CHINA PUSHING U.S. TO RESTORE CUT QUOTA
Byline: Jim Ostroff
WASHINGTON — With China’s president scheduled to meet here late this month with President Clinton, one of its top trade officials has been turning up the heat on the administration to deliver on what it claims was a promise by the U.S.’s chief textile negotiator to restore quota that had been cut last year for transshipping.
Li Dongsheng, who heads up China’s foreign trade administration, during a Sept. 24 Beijing meeting, presented the U.S. Customs deputy commissioner a diplomatic note asserting that at bilateral textile talks concluded in February, the U.S. “promised to recredit quotas to China for the alleged transshipment cases of 1996 after going through necessary domestic procedures.”
A copy of the note, obtained by WWD, was sent by James Sasser, the U.S.’s China ambassador, to Rita Hayes, the chief U.S. textile negotiator and textile ambassador.
Trade observers familiar with this issue, including several in government, characterized the Li note as a serious matter, as it was delivered so near to the Oct. 29 state visit here by Jiang Zemin, China’s president. The visit is viewed as key by both sides in easing troubled relations that have existed since the 1989 Tiananmen Square crackdown.
Li in June sent a cable to Hayes complaining that she had failed to take the promised steps to restore at least part of the $17.5 million worth of quota cuts the U.S. made in 1996 for alleged Chinese transshipping.
“I believe that this issue, as part of the package solution, has already been resolved in the [February] bilateral negotiation, and we both have reached an understanding toward it,” Li wrote in a letter to Hayes, also obtained by WWD. “According to our discussion, the only thing left is that the adjustment shall be published in your Federal Register…,” Li wrote, concluding, “based on this understanding, the Chinese side actively took corresponding measures, and with our joint efforts, we concluded our bilateral agreement.”
The issue might be discussed here during a Nov. 5-7 meeting proposed by China to address another transshipping allegation made by the U.S. this summer. The U.S. has not confirmed the meeting date. China had declined to participate in a meeting proposed by the U.S. for September, saying it needed more time to prepare for the meeting.
Meanwhile, it was learned China has still not signed the four-year textile trade pact. The U.S. is abiding by its terms nonetheless, said Troy Cribb, Commerce’s top textile official and chairman of the Committee for the Implementation of Textile Agreements.
Hayes, who has been nominated to be the U.S. ambassador to the World Trade Organization in Geneva and is awaiting Senate confirmation, has not returned telephone calls seeking comment on Li’s contentions.

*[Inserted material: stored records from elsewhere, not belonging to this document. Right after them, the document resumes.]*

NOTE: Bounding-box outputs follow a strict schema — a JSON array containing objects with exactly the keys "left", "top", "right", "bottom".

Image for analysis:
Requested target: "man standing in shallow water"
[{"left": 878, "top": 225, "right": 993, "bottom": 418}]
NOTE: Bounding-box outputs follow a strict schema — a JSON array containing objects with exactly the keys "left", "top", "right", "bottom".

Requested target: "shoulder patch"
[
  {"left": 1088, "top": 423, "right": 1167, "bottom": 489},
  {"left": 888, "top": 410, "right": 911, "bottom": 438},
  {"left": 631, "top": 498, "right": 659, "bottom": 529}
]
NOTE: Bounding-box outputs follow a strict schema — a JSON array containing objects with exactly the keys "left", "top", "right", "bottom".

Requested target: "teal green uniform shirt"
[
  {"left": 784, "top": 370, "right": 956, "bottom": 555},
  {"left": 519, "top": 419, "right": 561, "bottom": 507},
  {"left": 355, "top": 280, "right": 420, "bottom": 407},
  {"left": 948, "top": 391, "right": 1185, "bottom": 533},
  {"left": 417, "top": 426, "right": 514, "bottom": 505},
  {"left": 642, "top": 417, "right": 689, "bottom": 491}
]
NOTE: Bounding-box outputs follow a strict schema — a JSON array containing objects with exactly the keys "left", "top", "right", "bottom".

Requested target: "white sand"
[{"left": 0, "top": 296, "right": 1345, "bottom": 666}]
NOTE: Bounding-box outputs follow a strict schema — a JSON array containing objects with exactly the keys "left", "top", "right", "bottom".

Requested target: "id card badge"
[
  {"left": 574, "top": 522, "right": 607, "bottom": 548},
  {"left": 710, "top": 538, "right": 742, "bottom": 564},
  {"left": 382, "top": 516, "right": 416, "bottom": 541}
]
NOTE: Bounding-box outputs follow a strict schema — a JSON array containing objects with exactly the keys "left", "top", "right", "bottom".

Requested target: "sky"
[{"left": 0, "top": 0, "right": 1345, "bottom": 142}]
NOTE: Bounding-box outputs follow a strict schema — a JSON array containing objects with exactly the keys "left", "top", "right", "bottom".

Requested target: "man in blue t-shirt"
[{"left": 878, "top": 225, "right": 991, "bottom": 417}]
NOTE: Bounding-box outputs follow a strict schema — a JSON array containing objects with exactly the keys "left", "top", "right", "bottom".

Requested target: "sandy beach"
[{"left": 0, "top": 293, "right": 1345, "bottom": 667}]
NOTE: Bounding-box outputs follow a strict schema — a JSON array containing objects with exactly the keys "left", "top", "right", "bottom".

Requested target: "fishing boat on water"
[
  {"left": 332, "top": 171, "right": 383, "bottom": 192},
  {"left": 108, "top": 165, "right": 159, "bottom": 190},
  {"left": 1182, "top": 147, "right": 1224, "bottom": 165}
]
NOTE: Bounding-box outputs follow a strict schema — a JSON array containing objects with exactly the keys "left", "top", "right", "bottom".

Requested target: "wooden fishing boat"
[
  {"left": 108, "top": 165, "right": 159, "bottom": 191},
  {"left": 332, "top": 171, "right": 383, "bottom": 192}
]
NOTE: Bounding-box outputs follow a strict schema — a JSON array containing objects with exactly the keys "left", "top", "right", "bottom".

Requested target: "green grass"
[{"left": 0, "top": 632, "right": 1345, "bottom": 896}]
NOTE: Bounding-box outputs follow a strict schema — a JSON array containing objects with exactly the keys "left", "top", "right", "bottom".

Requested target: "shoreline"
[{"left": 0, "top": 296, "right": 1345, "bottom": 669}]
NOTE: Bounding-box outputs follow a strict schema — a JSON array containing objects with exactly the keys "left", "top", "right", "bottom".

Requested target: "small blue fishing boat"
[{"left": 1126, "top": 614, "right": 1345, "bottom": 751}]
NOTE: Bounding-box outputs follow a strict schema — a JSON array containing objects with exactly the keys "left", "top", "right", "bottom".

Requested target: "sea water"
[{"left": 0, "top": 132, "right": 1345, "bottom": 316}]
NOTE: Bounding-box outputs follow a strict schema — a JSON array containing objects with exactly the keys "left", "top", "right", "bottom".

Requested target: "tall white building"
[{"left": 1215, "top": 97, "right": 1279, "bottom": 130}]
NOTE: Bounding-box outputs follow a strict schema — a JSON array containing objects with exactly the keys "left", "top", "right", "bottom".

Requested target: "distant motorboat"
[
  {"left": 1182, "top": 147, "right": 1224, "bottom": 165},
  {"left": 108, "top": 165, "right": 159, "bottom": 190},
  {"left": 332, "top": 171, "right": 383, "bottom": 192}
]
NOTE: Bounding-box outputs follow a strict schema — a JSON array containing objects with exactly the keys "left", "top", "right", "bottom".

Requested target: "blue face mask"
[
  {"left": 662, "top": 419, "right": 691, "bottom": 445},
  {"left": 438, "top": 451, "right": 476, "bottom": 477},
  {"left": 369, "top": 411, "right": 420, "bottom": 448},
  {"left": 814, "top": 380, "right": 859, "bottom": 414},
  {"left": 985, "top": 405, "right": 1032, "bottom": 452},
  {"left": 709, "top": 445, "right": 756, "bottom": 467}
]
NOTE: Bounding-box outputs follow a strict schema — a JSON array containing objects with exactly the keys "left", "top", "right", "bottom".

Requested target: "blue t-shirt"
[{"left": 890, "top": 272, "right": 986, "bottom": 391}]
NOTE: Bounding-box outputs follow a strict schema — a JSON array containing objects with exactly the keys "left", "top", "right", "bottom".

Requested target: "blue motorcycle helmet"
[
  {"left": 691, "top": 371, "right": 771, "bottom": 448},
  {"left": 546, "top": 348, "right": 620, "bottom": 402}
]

Caroyl Miller, the deputy chief U.S. textile negotiator, and Cribb both said the U.S. only pledged to review any new evidence China presented about the 1996 chargebacks.
“Clearly,” Miller said of Li’s contentions, “he’s overstating what was agreed to in bilateral negotiations.”
Several trade observers said that while nations, including the U.S., sometimes posture to their domestic industries to put the best face on an agreement, it is unlikely that China would invent out of whole cloth the supposed quota-restoration pledge.
Controversy has swirled around the U.S.-China textile pact since the talks. During Hayes’s Senate confirmation hearing, questions were raised about her meeting during the negotiations with Stephen Lau, a Hong Kong-based maker whom Hayes acknowledged to be a Chinese trade adviser. Hayes maintained this was a casual meeting and that during a ride with him to China’s trade ministry, no discussion was held about the ongoing negotiations and nothing was said that compromised the U.S. position.